I am no stranger to addiction. My Father was an alcoholic and when he committed suicide I too fell into the hopeless depression of addiction. I remember in rehab thinking “I do drugs because I am depressed”. Well I had a revelation while I was there, I was depressed because I did drugs. I believe many people fall into addiction because of life’s circumstances. I also believe that people can recover from addiction by learning healthy, better ways of dealing with what life throws at us. I believe depression and addiction are closely related. It is a “which came first, the chicken or the egg” scenario.
Family situations have again become very trying for me as my stepfather is dying, he is 91 and has been chronically ill for some time, and my family is having some differences of opinion. My family has never been one for “respectful dialogue”, each thinks their view is the only view and my Mother has always lived in a world of denial.

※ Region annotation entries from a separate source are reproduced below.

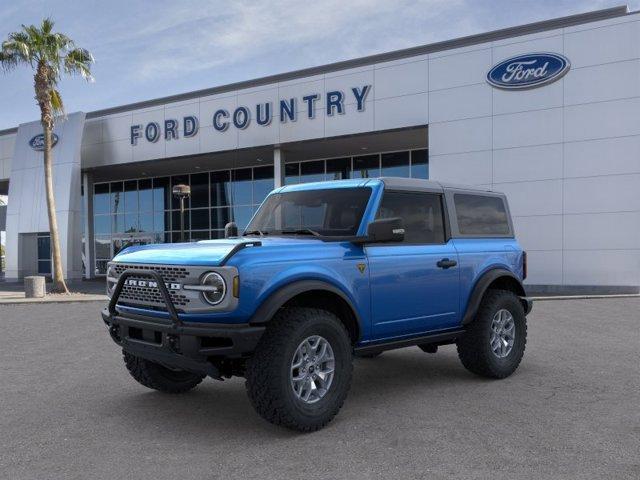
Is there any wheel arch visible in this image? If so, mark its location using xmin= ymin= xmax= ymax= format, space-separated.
xmin=462 ymin=268 xmax=531 ymax=325
xmin=249 ymin=280 xmax=362 ymax=344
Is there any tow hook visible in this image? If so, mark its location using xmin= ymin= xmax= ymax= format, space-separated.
xmin=109 ymin=325 xmax=122 ymax=343
xmin=167 ymin=334 xmax=180 ymax=353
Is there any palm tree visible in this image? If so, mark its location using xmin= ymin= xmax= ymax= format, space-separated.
xmin=0 ymin=18 xmax=93 ymax=293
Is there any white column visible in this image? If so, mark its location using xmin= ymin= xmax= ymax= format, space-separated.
xmin=82 ymin=172 xmax=95 ymax=279
xmin=273 ymin=147 xmax=284 ymax=188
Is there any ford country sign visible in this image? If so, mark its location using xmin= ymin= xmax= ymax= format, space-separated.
xmin=29 ymin=133 xmax=58 ymax=152
xmin=487 ymin=53 xmax=571 ymax=90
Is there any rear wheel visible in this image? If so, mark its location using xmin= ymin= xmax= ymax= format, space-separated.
xmin=122 ymin=351 xmax=204 ymax=393
xmin=246 ymin=308 xmax=353 ymax=432
xmin=456 ymin=290 xmax=527 ymax=378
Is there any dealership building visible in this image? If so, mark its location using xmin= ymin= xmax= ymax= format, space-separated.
xmin=0 ymin=7 xmax=640 ymax=293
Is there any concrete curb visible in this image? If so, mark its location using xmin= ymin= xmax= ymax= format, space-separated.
xmin=0 ymin=294 xmax=107 ymax=305
xmin=527 ymin=293 xmax=640 ymax=302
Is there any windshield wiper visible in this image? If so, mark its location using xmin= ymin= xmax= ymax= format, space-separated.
xmin=280 ymin=228 xmax=322 ymax=237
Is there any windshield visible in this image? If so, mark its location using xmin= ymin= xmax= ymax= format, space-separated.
xmin=244 ymin=187 xmax=371 ymax=237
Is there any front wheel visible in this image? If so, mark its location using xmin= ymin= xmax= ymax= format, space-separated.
xmin=246 ymin=308 xmax=353 ymax=432
xmin=456 ymin=290 xmax=527 ymax=378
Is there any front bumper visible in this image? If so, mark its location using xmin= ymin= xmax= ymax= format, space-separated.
xmin=520 ymin=297 xmax=533 ymax=315
xmin=102 ymin=270 xmax=265 ymax=378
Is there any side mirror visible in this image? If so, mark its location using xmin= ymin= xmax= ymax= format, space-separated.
xmin=367 ymin=217 xmax=404 ymax=243
xmin=224 ymin=222 xmax=238 ymax=238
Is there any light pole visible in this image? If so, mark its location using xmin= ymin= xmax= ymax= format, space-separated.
xmin=172 ymin=183 xmax=191 ymax=242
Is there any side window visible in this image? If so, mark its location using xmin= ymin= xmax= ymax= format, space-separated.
xmin=377 ymin=191 xmax=445 ymax=243
xmin=453 ymin=193 xmax=511 ymax=236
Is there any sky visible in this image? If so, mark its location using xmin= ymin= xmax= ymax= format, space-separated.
xmin=0 ymin=0 xmax=640 ymax=130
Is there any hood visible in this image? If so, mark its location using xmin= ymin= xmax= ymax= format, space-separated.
xmin=113 ymin=237 xmax=322 ymax=267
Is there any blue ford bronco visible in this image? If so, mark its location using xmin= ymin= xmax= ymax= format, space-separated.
xmin=102 ymin=178 xmax=531 ymax=431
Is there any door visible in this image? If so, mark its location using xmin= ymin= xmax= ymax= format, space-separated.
xmin=366 ymin=191 xmax=460 ymax=339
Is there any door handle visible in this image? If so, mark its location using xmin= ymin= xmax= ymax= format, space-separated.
xmin=436 ymin=258 xmax=458 ymax=270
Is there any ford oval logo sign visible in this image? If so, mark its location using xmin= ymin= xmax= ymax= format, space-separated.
xmin=487 ymin=53 xmax=571 ymax=90
xmin=29 ymin=133 xmax=58 ymax=152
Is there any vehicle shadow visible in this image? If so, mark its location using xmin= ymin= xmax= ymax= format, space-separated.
xmin=102 ymin=349 xmax=485 ymax=441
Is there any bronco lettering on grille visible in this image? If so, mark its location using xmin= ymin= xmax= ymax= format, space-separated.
xmin=124 ymin=278 xmax=182 ymax=290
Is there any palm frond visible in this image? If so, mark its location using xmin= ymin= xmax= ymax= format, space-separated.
xmin=49 ymin=88 xmax=64 ymax=115
xmin=64 ymin=48 xmax=95 ymax=82
xmin=40 ymin=17 xmax=55 ymax=35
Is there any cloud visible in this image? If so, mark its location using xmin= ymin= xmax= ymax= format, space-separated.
xmin=96 ymin=0 xmax=478 ymax=81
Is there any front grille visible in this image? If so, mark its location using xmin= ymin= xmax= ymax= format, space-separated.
xmin=114 ymin=263 xmax=191 ymax=311
xmin=114 ymin=263 xmax=189 ymax=282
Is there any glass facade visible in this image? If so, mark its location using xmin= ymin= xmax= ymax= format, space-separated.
xmin=93 ymin=150 xmax=429 ymax=275
xmin=285 ymin=149 xmax=429 ymax=185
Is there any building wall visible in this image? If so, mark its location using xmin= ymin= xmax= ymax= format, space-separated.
xmin=0 ymin=134 xmax=16 ymax=180
xmin=82 ymin=60 xmax=428 ymax=168
xmin=6 ymin=113 xmax=85 ymax=279
xmin=429 ymin=15 xmax=640 ymax=286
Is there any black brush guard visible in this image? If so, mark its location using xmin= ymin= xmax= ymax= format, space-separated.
xmin=102 ymin=269 xmax=265 ymax=379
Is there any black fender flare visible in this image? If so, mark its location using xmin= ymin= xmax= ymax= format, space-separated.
xmin=462 ymin=268 xmax=531 ymax=325
xmin=249 ymin=280 xmax=362 ymax=332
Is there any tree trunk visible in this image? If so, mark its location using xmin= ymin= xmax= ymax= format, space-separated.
xmin=35 ymin=67 xmax=69 ymax=293
xmin=42 ymin=124 xmax=69 ymax=293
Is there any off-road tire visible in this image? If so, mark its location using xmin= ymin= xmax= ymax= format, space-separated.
xmin=245 ymin=308 xmax=353 ymax=432
xmin=122 ymin=351 xmax=204 ymax=393
xmin=456 ymin=290 xmax=527 ymax=378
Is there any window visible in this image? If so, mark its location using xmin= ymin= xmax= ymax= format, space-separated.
xmin=377 ymin=191 xmax=445 ymax=244
xmin=191 ymin=173 xmax=209 ymax=208
xmin=382 ymin=152 xmax=409 ymax=177
xmin=453 ymin=193 xmax=511 ymax=236
xmin=300 ymin=160 xmax=324 ymax=183
xmin=327 ymin=158 xmax=351 ymax=180
xmin=248 ymin=188 xmax=371 ymax=236
xmin=37 ymin=233 xmax=51 ymax=275
xmin=253 ymin=166 xmax=273 ymax=203
xmin=353 ymin=155 xmax=380 ymax=178
xmin=411 ymin=150 xmax=429 ymax=180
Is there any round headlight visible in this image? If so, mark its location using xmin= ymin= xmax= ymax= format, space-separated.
xmin=201 ymin=272 xmax=227 ymax=305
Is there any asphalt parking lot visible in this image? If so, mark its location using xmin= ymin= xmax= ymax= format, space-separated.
xmin=0 ymin=298 xmax=640 ymax=480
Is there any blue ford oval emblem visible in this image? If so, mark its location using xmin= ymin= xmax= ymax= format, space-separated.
xmin=29 ymin=133 xmax=58 ymax=152
xmin=487 ymin=53 xmax=571 ymax=90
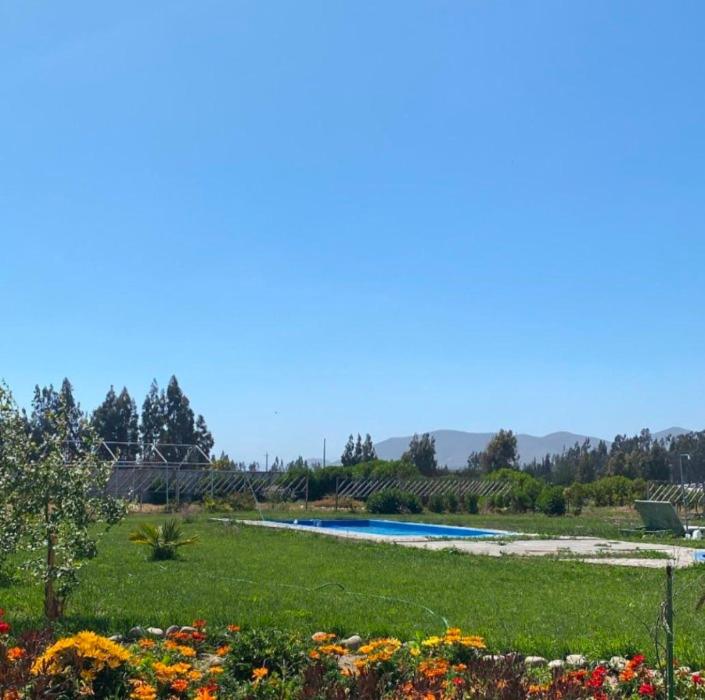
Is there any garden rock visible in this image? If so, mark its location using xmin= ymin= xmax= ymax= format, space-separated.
xmin=338 ymin=654 xmax=365 ymax=676
xmin=524 ymin=656 xmax=548 ymax=667
xmin=340 ymin=634 xmax=362 ymax=651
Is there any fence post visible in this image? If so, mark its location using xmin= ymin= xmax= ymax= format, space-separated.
xmin=666 ymin=564 xmax=676 ymax=700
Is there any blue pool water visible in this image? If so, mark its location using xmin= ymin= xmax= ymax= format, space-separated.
xmin=279 ymin=519 xmax=510 ymax=538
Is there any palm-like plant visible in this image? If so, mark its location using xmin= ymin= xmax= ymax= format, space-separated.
xmin=130 ymin=518 xmax=198 ymax=561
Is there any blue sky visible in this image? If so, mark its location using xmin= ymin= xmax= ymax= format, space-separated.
xmin=0 ymin=0 xmax=705 ymax=460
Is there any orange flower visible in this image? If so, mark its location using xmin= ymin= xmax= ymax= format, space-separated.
xmin=196 ymin=686 xmax=216 ymax=700
xmin=7 ymin=647 xmax=27 ymax=661
xmin=169 ymin=678 xmax=188 ymax=693
xmin=130 ymin=678 xmax=157 ymax=700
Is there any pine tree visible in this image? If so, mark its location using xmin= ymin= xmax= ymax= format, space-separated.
xmin=401 ymin=433 xmax=438 ymax=476
xmin=353 ymin=433 xmax=362 ymax=464
xmin=91 ymin=385 xmax=139 ymax=461
xmin=340 ymin=433 xmax=356 ymax=467
xmin=195 ymin=413 xmax=215 ymax=461
xmin=164 ymin=375 xmax=196 ymax=462
xmin=140 ymin=379 xmax=166 ymax=444
xmin=362 ymin=433 xmax=377 ymax=462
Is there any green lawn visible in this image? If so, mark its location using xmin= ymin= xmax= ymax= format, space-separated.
xmin=0 ymin=516 xmax=705 ymax=664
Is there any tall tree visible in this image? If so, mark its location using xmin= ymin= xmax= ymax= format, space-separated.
xmin=140 ymin=379 xmax=166 ymax=443
xmin=353 ymin=433 xmax=362 ymax=464
xmin=480 ymin=430 xmax=518 ymax=473
xmin=91 ymin=385 xmax=139 ymax=460
xmin=401 ymin=433 xmax=438 ymax=476
xmin=195 ymin=413 xmax=215 ymax=461
xmin=362 ymin=433 xmax=377 ymax=462
xmin=340 ymin=433 xmax=356 ymax=467
xmin=164 ymin=375 xmax=196 ymax=462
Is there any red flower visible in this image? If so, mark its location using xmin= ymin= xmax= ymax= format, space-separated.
xmin=585 ymin=666 xmax=607 ymax=688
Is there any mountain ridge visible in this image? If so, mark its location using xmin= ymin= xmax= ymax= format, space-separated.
xmin=375 ymin=426 xmax=691 ymax=469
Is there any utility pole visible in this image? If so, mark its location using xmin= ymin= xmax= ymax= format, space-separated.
xmin=678 ymin=452 xmax=690 ymax=534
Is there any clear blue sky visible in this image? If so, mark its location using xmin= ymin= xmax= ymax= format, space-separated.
xmin=0 ymin=0 xmax=705 ymax=460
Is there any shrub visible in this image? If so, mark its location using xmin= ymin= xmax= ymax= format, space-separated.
xmin=487 ymin=469 xmax=543 ymax=513
xmin=536 ymin=486 xmax=565 ymax=515
xmin=446 ymin=493 xmax=460 ymax=513
xmin=129 ymin=519 xmax=198 ymax=561
xmin=428 ymin=493 xmax=446 ymax=513
xmin=463 ymin=493 xmax=480 ymax=513
xmin=366 ymin=489 xmax=423 ymax=515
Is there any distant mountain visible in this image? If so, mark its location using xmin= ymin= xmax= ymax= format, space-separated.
xmin=375 ymin=427 xmax=690 ymax=469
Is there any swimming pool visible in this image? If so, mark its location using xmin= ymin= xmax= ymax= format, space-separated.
xmin=277 ymin=519 xmax=512 ymax=539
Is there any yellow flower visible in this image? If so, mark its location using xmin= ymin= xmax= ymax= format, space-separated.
xmin=130 ymin=678 xmax=157 ymax=700
xmin=32 ymin=632 xmax=132 ymax=680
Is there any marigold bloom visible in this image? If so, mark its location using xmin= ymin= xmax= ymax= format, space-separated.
xmin=130 ymin=678 xmax=157 ymax=700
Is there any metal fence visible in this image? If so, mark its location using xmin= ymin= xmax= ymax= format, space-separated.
xmin=336 ymin=478 xmax=512 ymax=499
xmin=108 ymin=464 xmax=308 ymax=503
xmin=646 ymin=481 xmax=705 ymax=509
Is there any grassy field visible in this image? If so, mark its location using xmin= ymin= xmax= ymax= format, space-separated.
xmin=0 ymin=508 xmax=705 ymax=664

As a result, I have become depressed, and feeling worthless in the eyes of my family. Not a good place for me to say the least! I have revisited addiction after a very long time, luckily not with hard drugs but with coffee and cigarettes. I turned to them as the stress grew and became addicted once again. I now realize the coffee and cigarettes are causing my stress and anxiety more than my family situation. Back to that “which came first, the chicken or the egg”.
I went into nutrition to help those suffering from addiction. So now I have a chance to revisit all of the things that once helped me to overcome, and I want to share them with you.
Yes, eating a healthy diet is key to getting your body back into balance. Exercise, getting out in nature even if it is just a walk around the block. Taking time to honor myself and reflect also proved helpful. Meditation, Tai Chi and Yoga also did wonders for me. Most of all though I think gratitude for the wonderful life I have and staying in the present moment are my best recovery tool.
I am off the coffee now and that has done wonders for my anxiety level, not to mention my kidneys and I am down to a couple of cigarettes a day and soon to be free of those also.
I have hard work to do as my stepfather now has pneumonia and we are just letting nature take it’s course and hoping for his pain and suffering to come to an end peacefully. I will get through this and the ensuing interactions with my family and I will be a stronger person for it all………once again!